Hit and Run | страница 47



His girl was gone. He recalled Ann-Marie’s hand curled loose in his own. Round and round the garden like a teddy bear. Tiny nails, translucent. He turned to the door. Debbie moved after him. Don’t touch me, he prayed, don’t lay a finger on me.

‘It won’t bring her back,’ she shouted.

I didn’t let her go, he thought. Don’t blame me, not for any of this. If you’d just held her hand. You should have held her hand. He left the room, the words banging like a chant in his head. You should have held her hand.


*****

Jeremy Gleason’s next of kin was his mother who lived at an address in one of the poorer areas of Old Trafford.

Janine went to tell her the news.

‘Who is it?’ The woman yelled through the front door, unwilling to open it at such a late hour.

‘Police,’ Janine answered.

Before she could offer to post her proof of ID there was the sound of locks being drawn back. Mrs Gleason opened the door.

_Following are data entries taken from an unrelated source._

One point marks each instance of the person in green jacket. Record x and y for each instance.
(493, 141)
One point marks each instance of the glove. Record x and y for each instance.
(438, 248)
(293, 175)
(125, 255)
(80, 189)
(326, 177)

‘Now what’s he done?’ She demanded. Her face was furrowed with lines; they radiated from her thin mouth, fanned her eyes and scored across her forehead. Pouches of dark skin hung beneath her eyes. She had brassy golden hair and wore a cheap, blue, velour lounging-suit and a red plaid dressing gown. Janine noticed bare feet with orange nail polish.

‘Can I come in a minute?’

The woman stepped back and let her in. ‘Always in trouble, always,’ Mrs Gleason continued, her voice high and brittle, as she led Janine into a small sitting room awash with Oriental bric-a-brac. The telly was on, the volume muted. ‘The times I’ve had you lot round. In the end I told ‘em, I can’t do anything with him. He’s not bad – he’s just stupid. Born stupid.’

‘Mrs Gleason,’ Janine stopped her. ‘Please sit down. I’m afraid I’ve got some very bad news.’

The woman froze. She opened her mouth, and then closed it again. Sat unsteadily on the sofa. Janine watched her hand grip the edge of the seat cushion.

‘I got a phone call this evening, a man had been found. He’d been shot.’

Mrs Gleason stared at her, her pupils huge, her mouth trembling.

‘I’m so very sorry.’

‘You sure?’

‘It’s Jeremy.’

Mrs Gleason shook her head; her brow creased even more deeply, her eyes filled with tears. She looked up at the ceiling, wrapped her arms about herself.

Janine took in the clutch of family photos on a shelf: Mrs Gleason and another woman, a sister perhaps; one of Jeremy at a wedding, lanky and grinning; one of him with a child, a little boy. His child?